In queste ore si parla già di Oman e Bahrein, speriamo che si passi presto dalle parole ai fatti. Non bisogna dimenticare che lo scacchiere mediorientale è sicuramente il più delicato al mondo, e le nazioni che lo compongono sono sempre molto attente a ciò che succede anche in posti lontani. Detto questo è inutile nascondere che non solo Israele ha paura dell’Iran con la bomba atomica, anche i paesi arabi sunniti, specialmente quelli che si affacciano sul Golfo Persico temono l’Islam sciita con l’arma definitiva. Siccome Israele è l’unica nazione che ha sempre contrastato questa corsa al riarmo nucleare di Teheran, ed è probabilmente l’unica che ha la forza e la tecnologia se non per fermare almeno per rallentare il programma degli Ayatollah, per assurdo lo Stato Ebraico, come più volte ammesso sia apertamente che in sordina dagli stessi arabi sunniti, è diventato, insieme agli Usa, l’alleato naturale non solo per fermare una tragedia annunciata, ma anche, assurdo nell’assurdo, per raggiungere la pacificazione dell’area.
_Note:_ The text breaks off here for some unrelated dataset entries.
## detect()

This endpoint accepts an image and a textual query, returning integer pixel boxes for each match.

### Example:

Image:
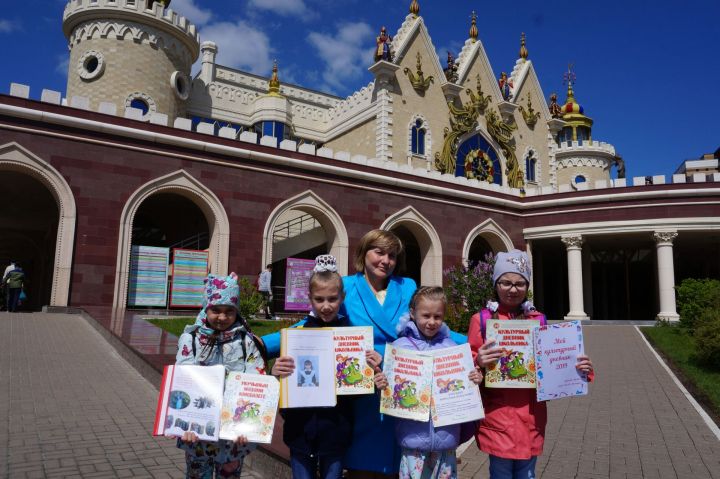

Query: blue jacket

[393,315,461,451]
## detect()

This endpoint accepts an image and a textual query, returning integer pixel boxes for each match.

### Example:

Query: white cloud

[202,21,272,76]
[0,20,20,33]
[248,0,308,15]
[171,0,213,27]
[308,22,373,91]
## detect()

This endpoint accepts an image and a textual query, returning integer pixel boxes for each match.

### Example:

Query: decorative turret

[560,65,593,143]
[410,0,420,17]
[520,32,528,60]
[63,0,200,123]
[469,10,478,43]
[268,60,282,96]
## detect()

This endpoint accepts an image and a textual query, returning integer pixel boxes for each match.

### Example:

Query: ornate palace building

[0,0,720,320]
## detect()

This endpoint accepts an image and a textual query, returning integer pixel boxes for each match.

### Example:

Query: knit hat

[493,249,532,284]
[195,273,240,326]
[203,273,240,311]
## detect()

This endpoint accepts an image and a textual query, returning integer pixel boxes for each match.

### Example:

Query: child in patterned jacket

[175,273,266,479]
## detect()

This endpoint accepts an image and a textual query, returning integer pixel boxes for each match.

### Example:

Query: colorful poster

[280,328,337,408]
[153,364,225,441]
[333,326,375,395]
[431,343,485,426]
[170,248,209,308]
[128,245,170,307]
[220,371,280,444]
[380,345,433,421]
[535,321,588,401]
[285,258,315,311]
[485,319,540,389]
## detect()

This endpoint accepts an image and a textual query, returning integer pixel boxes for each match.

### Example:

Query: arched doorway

[381,206,443,286]
[113,170,230,309]
[0,142,76,309]
[0,171,59,311]
[463,218,514,266]
[258,191,348,311]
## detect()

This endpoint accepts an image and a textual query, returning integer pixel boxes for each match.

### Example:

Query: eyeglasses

[497,279,527,290]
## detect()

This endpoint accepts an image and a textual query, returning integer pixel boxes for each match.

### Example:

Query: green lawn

[146,317,293,336]
[640,326,720,419]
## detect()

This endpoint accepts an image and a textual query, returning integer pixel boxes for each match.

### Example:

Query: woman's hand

[180,431,198,444]
[365,349,382,373]
[272,356,295,378]
[468,366,483,384]
[575,354,593,376]
[375,373,389,389]
[475,339,504,368]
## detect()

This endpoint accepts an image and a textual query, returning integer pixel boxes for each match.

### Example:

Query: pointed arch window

[410,119,426,156]
[525,150,537,183]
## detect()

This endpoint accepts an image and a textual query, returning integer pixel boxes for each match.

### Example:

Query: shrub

[676,278,720,331]
[445,253,495,333]
[694,308,720,371]
[238,278,265,319]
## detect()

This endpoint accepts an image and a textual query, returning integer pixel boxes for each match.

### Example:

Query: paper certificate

[220,371,280,444]
[153,365,225,441]
[280,328,337,408]
[380,345,433,421]
[431,344,485,426]
[485,319,540,389]
[333,326,375,395]
[535,321,588,401]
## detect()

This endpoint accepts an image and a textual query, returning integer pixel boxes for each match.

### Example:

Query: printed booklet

[220,371,280,444]
[431,344,485,426]
[280,328,337,408]
[153,365,225,441]
[333,326,375,395]
[485,319,540,389]
[534,321,588,401]
[380,344,433,421]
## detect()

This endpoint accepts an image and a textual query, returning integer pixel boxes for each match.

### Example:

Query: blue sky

[0,0,720,177]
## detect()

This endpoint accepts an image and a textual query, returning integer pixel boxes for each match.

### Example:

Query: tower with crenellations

[63,0,200,122]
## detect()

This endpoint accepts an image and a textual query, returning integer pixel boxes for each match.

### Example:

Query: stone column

[653,231,680,321]
[560,234,590,320]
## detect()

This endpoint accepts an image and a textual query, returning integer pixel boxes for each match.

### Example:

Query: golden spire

[410,0,420,17]
[268,60,282,96]
[520,32,527,60]
[470,10,477,43]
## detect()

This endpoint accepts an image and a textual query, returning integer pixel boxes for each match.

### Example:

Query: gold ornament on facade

[470,10,478,43]
[268,60,282,96]
[403,52,435,93]
[520,32,528,60]
[518,93,540,128]
[410,0,420,17]
[435,75,491,174]
[485,110,525,189]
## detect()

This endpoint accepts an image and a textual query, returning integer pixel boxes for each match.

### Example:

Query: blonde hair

[355,230,405,273]
[410,286,447,311]
[308,271,345,296]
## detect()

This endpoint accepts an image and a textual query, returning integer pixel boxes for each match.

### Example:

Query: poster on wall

[128,245,170,307]
[170,248,208,308]
[285,258,315,311]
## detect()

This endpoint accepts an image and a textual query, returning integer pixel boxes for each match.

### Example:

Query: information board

[127,245,170,307]
[170,248,208,308]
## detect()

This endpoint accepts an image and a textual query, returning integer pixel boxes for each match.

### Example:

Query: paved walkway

[460,325,720,479]
[0,313,720,479]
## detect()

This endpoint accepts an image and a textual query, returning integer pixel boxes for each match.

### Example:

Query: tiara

[313,254,337,273]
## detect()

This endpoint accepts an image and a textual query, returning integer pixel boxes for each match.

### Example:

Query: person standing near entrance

[3,262,25,313]
[258,264,273,319]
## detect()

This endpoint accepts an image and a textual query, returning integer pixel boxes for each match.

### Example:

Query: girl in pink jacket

[468,250,593,479]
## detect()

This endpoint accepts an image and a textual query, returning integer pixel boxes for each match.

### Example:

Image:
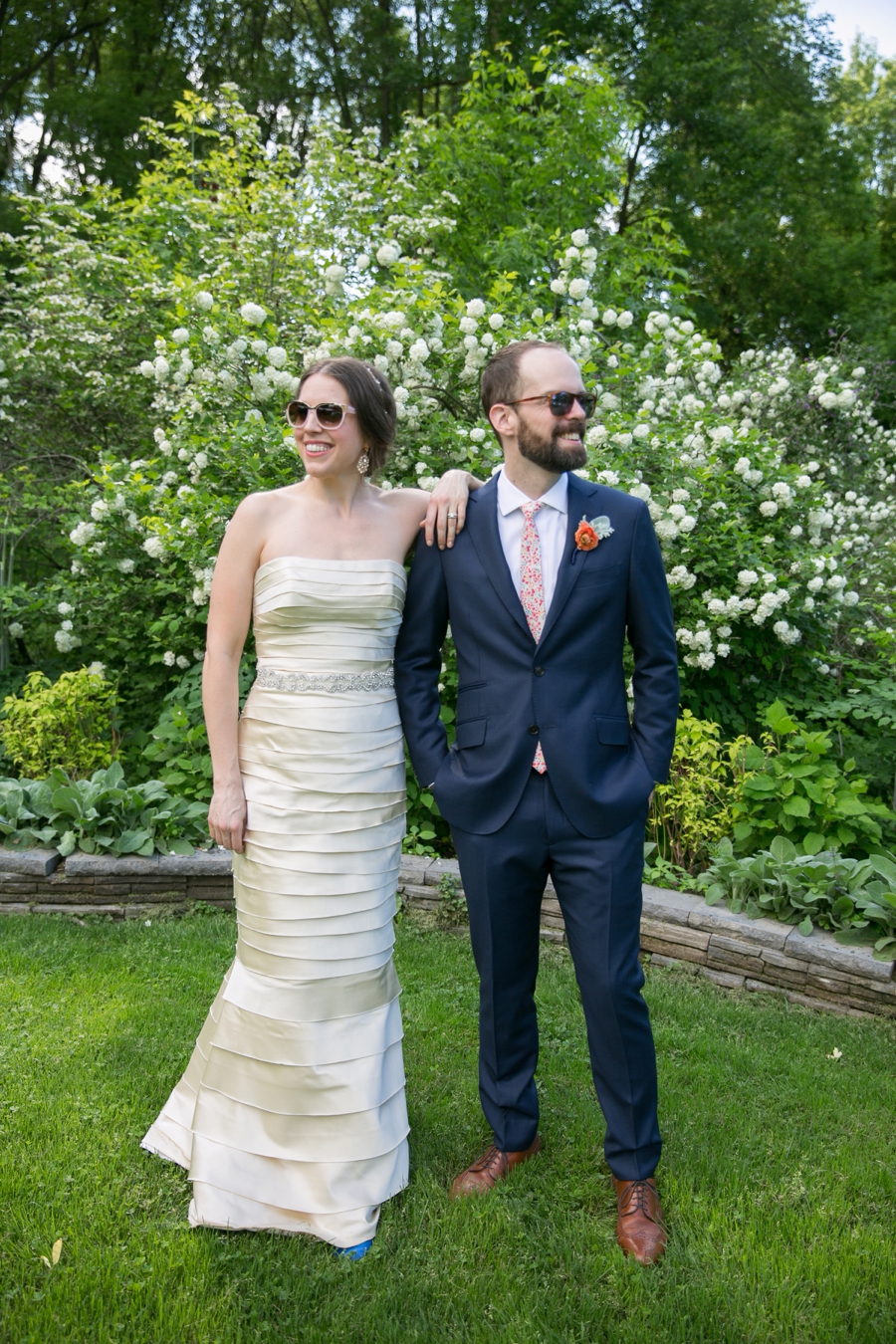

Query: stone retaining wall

[399,855,896,1017]
[0,849,896,1017]
[0,849,234,919]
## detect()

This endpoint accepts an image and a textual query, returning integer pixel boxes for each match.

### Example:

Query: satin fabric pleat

[142,557,408,1245]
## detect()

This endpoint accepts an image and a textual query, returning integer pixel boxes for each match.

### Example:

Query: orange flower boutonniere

[575,514,612,552]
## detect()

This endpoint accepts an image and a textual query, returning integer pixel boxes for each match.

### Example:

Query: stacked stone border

[0,849,896,1017]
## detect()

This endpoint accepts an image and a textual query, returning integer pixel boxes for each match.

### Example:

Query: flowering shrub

[50,247,896,742]
[0,68,896,789]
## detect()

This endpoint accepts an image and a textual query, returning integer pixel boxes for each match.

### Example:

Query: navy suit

[395,476,678,1180]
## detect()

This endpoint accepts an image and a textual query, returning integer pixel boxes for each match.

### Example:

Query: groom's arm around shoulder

[395,537,449,784]
[617,496,680,784]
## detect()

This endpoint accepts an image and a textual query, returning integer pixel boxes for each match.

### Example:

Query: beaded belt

[255,667,395,695]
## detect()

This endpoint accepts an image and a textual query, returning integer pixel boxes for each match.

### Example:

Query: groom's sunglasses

[286,402,356,429]
[504,392,597,419]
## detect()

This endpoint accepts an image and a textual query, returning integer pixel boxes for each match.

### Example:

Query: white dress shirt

[499,468,568,613]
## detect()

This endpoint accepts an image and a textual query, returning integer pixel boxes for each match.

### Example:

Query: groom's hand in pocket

[208,783,246,853]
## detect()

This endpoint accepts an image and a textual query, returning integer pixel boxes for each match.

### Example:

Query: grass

[0,915,896,1344]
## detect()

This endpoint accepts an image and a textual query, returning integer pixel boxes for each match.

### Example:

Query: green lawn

[0,915,896,1344]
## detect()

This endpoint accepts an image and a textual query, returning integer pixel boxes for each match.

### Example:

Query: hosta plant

[697,836,896,961]
[731,700,896,855]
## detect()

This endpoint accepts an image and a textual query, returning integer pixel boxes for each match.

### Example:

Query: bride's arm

[420,469,485,552]
[203,498,261,853]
Cosa che fino a poco tempo fa era impensabile, ma che per chi vive in Medioriente, come chi scrive, è musica dolce da ascoltare al di là delle ideologie politiche che da troppo tempo fanno i loro interessi sulla pelle di chi vive in questo angolo di mondo.
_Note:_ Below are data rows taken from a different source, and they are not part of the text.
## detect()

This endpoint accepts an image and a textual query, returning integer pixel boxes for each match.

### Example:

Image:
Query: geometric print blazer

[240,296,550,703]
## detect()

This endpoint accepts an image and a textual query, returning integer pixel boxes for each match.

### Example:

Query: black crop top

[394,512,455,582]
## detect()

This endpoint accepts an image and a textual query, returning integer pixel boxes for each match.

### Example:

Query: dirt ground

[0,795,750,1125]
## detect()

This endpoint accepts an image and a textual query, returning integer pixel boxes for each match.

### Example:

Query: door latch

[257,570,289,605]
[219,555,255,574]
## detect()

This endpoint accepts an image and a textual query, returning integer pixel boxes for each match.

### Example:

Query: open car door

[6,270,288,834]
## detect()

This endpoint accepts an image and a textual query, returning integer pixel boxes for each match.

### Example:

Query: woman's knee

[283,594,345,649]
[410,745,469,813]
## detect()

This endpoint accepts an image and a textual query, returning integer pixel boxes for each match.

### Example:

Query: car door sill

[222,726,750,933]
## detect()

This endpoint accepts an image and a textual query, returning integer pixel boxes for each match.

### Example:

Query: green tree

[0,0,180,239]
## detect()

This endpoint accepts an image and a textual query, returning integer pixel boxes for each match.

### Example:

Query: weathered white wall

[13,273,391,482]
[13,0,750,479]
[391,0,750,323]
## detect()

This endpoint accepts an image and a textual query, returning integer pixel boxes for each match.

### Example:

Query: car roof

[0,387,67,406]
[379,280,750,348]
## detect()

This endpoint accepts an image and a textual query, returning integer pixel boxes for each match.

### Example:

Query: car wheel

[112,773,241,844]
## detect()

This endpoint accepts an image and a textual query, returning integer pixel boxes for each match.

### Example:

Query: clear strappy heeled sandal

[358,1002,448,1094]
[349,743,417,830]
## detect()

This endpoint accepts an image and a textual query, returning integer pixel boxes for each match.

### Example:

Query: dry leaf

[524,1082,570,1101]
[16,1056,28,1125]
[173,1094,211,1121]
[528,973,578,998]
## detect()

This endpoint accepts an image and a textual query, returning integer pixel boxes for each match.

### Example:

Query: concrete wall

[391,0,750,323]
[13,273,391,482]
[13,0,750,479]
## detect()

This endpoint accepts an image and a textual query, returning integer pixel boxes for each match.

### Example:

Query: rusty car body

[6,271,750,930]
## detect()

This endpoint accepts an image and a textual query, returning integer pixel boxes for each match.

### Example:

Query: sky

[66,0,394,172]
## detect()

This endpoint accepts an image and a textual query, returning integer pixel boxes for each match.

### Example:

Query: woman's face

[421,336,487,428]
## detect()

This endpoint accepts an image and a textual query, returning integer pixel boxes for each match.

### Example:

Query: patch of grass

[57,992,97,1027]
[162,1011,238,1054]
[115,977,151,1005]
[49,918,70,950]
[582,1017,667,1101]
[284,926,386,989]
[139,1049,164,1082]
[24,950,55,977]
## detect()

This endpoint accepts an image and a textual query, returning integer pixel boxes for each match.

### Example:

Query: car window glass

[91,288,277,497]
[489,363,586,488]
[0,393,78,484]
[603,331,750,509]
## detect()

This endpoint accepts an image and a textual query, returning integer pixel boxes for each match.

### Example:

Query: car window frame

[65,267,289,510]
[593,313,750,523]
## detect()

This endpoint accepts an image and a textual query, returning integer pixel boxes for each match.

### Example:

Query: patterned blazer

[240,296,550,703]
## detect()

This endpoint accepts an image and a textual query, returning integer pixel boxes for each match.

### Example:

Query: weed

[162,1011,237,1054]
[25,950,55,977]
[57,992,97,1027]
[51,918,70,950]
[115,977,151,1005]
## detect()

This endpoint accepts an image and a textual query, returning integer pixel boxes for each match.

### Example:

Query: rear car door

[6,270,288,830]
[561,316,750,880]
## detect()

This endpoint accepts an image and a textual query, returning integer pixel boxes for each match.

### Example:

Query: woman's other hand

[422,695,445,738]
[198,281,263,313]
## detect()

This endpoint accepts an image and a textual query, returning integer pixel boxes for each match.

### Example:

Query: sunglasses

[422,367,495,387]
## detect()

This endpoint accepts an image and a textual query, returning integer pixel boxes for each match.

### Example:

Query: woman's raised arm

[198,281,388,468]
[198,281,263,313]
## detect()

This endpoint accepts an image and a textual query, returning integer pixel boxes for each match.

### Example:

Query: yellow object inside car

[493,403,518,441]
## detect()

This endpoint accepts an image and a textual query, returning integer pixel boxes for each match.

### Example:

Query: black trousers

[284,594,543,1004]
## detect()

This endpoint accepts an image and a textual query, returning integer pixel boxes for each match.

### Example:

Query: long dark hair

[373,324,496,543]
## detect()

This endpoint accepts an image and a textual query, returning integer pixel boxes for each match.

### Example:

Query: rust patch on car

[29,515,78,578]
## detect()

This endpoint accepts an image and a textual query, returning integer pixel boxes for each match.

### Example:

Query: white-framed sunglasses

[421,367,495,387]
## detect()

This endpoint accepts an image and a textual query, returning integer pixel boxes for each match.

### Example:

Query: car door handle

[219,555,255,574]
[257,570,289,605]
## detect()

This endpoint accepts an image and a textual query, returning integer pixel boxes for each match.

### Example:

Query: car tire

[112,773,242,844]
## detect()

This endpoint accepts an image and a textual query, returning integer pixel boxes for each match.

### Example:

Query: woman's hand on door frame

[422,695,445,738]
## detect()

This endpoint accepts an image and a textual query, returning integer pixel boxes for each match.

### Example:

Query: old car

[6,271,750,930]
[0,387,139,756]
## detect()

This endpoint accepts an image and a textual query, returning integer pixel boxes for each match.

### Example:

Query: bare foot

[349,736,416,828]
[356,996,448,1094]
Bisogna tenere presente che a piazza della Palestina a Teheran c’è ancora un orologio che segna il tempo a ritroso fino al momento in cui Israele sarà distrutta: così come citato dalla “profezia di Khomeini”. E i sunniti sanno bene che se la profezia dovesse avverarsi, il giorno dopo si aprirebbe davanti a loro l’inferno di una nuova guerra islamica generalizzata, una di quelle che riempiono i libri di storia dell’Islam. Per questo i più illuminati hanno capito che è giunto il tempo del pragmatismo, è giunto il tempo di non ascoltare più i cattivi consiglieri, è giunto il tempo di abbandonare le adunate oceaniche e di pensare a un futuro che non debba necessariamente essere a mano armata. Israele per il momento congela il piano di pace Usa che prevede il riassetto di alcune zone della Cisgiordania sotto il suo controllo e così facendo dimostra di credere a questo momento storico che non è meno importante della visita di Sadat a Gerusalemme del 1977 e della pace firmata con Re Hussein di Giordania nel 1994. Inutile dire che il mondo arabo è spezzato in due da questa novità e agli auguri arrivati dal Cairo, si contrappongono le reazioni negative di Hamas da Gaza e dell’Anp di Abu Mazen da Ramallah. C’era da aspettarselo visto che per quelle due organizzazioni tranne che la distruzione di Israele non andrà mai bene nient’altro.
Quello che sinceramente lascia sconcertati è il silenzio o il semplice mormorio dei pacifisti in servizio permanente effettivo che di quest’accordo sono riusciti a vedere solo i difetti. Forse perché secondo il loro punto di vista se una pace è figlia di un Presidente repubblicano, di un Premier di centrodestra e di un Principe monarchico, quella pace non ha diritto di cittadinanza e il bicchiere riempito a metà per loro, ma solo per loro, è mezzo vuoto. In ogni modo in Israele, sull’onda della bellissima notizia, già si pensa, Covid permettendo, ai viaggi verso Dubai… e di ciò che pensa certa gente a proposito del bicchiere mezzo vuoto se ne fanno sicuramente una ragione.